With the largest concentration of ethanol plants in Brazil, a strong scientific foundation, and a diversified industrial base, São Paulo holds unique conditions to lead the development of carbon capture and storage (CCS) and bioenergy with carbon capture and storage (BECCS) technologies. The challenge lies in strengthening the regulatory framework, expanding financing mechanisms, and fostering integration among academia, government, and the private sector to bring projects to commercial scale.
That was the assessment of experts gathered at the panel “Technologies for a Low-Carbon Economy: CCS, BECCS, and São Paulo’s Potential,” held on Tuesday (Nov 4) during the Summit Agenda SP+Verde — a pre-COP event promoted by the State Government, the São Paulo City Hall, and the University of São Paulo (USP). The panel was part of the 8th Energy Transition Research & Innovation Conference (ETRI 2025), an international conference organized by the Research Centre for Greenhouse Gas Innovation (RCGI) at USP in partnership with the Offshore Technology Innovation Centre (OTIC). This year, part of the ETRI program took place within the Summit Agenda SP+Verde, broadening the reach of energy transition discussions in the lead-up to COP30.

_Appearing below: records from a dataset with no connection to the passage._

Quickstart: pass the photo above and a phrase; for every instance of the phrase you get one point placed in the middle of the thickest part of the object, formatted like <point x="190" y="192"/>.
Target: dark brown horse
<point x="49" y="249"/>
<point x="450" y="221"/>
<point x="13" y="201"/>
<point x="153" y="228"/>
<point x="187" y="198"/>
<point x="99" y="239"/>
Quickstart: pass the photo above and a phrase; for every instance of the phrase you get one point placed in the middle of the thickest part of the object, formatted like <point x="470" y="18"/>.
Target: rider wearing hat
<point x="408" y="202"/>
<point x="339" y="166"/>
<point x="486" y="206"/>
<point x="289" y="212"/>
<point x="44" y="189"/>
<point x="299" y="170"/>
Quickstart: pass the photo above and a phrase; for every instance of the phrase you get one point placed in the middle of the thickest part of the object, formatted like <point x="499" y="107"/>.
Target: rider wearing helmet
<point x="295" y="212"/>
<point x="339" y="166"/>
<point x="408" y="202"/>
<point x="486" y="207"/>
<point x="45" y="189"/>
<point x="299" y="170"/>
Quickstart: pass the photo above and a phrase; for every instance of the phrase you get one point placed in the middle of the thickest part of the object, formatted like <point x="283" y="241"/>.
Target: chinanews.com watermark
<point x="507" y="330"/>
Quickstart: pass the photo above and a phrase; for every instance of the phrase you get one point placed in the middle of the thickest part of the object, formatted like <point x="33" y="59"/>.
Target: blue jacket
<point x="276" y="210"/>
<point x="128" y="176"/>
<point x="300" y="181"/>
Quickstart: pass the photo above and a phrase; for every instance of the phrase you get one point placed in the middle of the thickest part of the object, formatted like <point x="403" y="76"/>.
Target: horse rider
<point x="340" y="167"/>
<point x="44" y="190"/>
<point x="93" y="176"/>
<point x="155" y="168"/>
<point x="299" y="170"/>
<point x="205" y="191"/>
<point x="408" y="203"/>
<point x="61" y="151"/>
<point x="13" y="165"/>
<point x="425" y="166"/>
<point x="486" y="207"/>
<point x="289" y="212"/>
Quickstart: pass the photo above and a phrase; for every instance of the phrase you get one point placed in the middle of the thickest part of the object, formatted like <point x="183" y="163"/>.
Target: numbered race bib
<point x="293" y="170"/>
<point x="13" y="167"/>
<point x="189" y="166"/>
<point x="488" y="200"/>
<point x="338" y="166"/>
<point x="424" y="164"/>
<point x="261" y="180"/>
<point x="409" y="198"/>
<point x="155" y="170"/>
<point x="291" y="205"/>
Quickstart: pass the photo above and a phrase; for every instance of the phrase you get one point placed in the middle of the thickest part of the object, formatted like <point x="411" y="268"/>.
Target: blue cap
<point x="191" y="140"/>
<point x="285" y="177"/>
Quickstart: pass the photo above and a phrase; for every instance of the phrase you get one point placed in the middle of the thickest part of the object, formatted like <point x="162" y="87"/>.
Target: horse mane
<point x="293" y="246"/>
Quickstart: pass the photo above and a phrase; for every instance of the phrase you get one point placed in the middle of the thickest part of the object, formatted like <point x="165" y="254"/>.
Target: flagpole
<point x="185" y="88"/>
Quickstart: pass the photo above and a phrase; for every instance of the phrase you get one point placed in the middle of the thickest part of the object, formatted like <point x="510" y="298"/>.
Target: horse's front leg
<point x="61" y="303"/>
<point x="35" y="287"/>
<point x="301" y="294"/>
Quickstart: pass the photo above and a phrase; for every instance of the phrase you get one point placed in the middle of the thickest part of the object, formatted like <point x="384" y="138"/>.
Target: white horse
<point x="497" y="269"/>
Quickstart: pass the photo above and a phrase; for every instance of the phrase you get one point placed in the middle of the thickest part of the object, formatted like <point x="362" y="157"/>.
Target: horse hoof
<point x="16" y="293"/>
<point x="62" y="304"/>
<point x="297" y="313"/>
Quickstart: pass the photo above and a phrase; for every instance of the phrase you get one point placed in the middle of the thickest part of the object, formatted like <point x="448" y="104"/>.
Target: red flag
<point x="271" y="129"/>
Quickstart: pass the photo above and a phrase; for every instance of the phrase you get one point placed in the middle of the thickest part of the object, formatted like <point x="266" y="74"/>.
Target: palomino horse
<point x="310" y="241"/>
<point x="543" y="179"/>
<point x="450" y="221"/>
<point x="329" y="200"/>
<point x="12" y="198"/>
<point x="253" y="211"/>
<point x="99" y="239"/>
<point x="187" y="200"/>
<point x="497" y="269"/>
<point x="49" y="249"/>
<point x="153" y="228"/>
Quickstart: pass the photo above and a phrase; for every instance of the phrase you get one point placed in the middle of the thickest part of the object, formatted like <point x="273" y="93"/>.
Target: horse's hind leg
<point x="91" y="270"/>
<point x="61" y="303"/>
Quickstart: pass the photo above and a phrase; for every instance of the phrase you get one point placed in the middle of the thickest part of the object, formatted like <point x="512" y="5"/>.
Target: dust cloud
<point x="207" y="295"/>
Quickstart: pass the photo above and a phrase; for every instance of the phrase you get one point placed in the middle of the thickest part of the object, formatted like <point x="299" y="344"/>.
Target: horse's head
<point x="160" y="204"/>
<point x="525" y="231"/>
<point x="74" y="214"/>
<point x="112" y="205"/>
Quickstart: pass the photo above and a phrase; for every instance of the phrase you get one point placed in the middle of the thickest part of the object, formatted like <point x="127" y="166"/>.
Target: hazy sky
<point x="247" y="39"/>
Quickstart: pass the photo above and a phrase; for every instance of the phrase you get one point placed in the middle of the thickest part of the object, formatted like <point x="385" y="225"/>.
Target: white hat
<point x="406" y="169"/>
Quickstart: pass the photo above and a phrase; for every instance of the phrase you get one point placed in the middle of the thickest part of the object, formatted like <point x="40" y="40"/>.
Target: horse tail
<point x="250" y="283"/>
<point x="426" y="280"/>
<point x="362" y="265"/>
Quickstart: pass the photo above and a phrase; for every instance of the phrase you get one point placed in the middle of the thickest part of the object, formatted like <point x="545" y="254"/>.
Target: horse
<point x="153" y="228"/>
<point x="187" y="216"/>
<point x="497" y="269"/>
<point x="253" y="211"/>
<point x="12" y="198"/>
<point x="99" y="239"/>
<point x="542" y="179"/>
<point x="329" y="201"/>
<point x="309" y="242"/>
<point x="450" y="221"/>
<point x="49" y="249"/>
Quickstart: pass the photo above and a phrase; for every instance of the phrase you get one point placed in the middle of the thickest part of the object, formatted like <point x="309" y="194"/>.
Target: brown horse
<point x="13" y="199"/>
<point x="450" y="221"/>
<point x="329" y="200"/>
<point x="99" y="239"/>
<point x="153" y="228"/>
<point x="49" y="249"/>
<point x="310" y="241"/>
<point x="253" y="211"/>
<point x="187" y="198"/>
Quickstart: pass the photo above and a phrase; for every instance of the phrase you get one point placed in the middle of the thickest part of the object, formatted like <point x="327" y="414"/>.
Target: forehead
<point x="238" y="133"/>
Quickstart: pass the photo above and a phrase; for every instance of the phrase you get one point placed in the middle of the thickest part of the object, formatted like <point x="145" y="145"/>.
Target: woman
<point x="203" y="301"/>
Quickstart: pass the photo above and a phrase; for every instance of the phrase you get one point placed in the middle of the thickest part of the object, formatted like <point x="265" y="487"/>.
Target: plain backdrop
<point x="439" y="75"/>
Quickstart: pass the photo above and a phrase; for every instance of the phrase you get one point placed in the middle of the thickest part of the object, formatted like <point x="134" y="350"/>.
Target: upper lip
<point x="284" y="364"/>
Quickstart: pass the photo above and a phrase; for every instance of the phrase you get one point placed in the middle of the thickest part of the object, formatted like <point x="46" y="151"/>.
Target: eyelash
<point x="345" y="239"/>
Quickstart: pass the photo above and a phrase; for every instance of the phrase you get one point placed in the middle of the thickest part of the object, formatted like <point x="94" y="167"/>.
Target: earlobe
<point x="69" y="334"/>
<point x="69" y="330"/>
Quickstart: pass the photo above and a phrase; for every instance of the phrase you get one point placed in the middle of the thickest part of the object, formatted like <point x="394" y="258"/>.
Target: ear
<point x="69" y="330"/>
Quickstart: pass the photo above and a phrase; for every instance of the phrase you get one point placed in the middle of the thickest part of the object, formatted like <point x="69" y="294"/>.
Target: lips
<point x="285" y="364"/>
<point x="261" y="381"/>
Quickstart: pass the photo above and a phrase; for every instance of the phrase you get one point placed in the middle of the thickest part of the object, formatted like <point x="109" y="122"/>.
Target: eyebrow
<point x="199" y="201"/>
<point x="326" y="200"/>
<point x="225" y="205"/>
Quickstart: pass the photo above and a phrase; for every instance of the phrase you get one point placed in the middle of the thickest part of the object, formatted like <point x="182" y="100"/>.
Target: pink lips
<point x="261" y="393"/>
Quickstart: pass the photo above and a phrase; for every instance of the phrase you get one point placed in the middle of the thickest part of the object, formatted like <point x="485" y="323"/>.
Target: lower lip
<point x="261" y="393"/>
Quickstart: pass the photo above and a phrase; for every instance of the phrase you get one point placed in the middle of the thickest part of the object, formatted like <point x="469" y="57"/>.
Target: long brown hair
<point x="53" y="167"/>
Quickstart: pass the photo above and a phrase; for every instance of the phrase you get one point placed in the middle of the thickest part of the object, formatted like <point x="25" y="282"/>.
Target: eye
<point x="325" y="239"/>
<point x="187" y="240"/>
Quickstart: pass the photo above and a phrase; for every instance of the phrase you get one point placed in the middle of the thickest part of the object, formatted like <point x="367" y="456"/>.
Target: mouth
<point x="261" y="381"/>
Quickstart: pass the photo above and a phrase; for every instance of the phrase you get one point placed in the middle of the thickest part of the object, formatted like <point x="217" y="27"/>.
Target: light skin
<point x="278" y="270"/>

“One of the main roles of the State is regulation — to establish clear standards that provide security for investors. These are complex, high-value projects that require a suitable environment,” said Liv Nakashima Costa, Director of Corporate Management and Sustainability at CETESB. According to her, the environmental agency is already preparing to handle future feasibility study licensing requests by training teams and refining technical protocols. “Our goal is to ensure environmental and legal security, supported by quality data, to make São Paulo a hub of innovation and a decarbonized state.”
The complexity and cost of these projects were also highlighted by Bruno Laskowsky, partner at YvY Capital, an investment manager focused on infrastructure and energy transition. He noted that CCS and BECCS ventures require intensive capital and long-term maturation. “If there is a place to make these projects viable, it is Brazil — and particularly São Paulo, given its proximity to ethanol plants. But adequate financing structures must be created. The greatest tool to unlock sustainable infrastructure investments is to reduce interest rates,” he said. “We always talk about the ‘Brazil Cost,’ but we now have an opportunity that could be the ‘Brazil Bonus.’”
For Juliana Damasceno, Director of Business Development for Latin America at Worley, the connection between the public and private sectors is one of the key factors for advancing the energy transition. She highlighted that Worley has contributed to this process through around 3,000 projects worldwide, including CO₂ storage and monitoring initiatives. “The great challenge is how to control this — what guarantees that CO₂ will remain stored,” she observed.
As regulation advances, the initial cost of investments and the necessary infrastructure remain critical points but also represent opportunities. “We have the tools and solutions to make it happen. Speed is the key word — we need to move fast for these commitments to be achieved,” she added.
In the scientific field, RCGI-USP has been developing initiatives aimed at creating both technological and market-based solutions. “The RCGI-USP Carbon Registry startup was created to register carbon credits using proprietary methodologies, adapted to Brazil’s context and aligned with international standards,” explained Julio Meneghini, Scientific Director of RCGI. “With the Carbon Market Legal Framework taking effect in January 2027, we have just over a year to prepare the ecosystem and attract key players.”
Meneghini also recalled that USP hosts the world’s first pilot plant for producing low-carbon hydrogen from ethanol — a technology that can achieve negative emissions when combined with BECCS. “Just imagine: using ethanol — already a renewable fuel — in a process that captures and safely stores CO₂. No other renewable source, neither solar nor wind, reaches that carbon footprint. This is a golden opportunity for Brazil — and especially for São Paulo.”
With COP30 approaching, to be held in Belém (PA) in 2025, panelists stressed that Brazil’s leadership extends beyond the conference days. “The responsibility of Brazil — and of São Paulo, as the country’s most industrialized state — is to show the world the possible paths toward decarbonization.”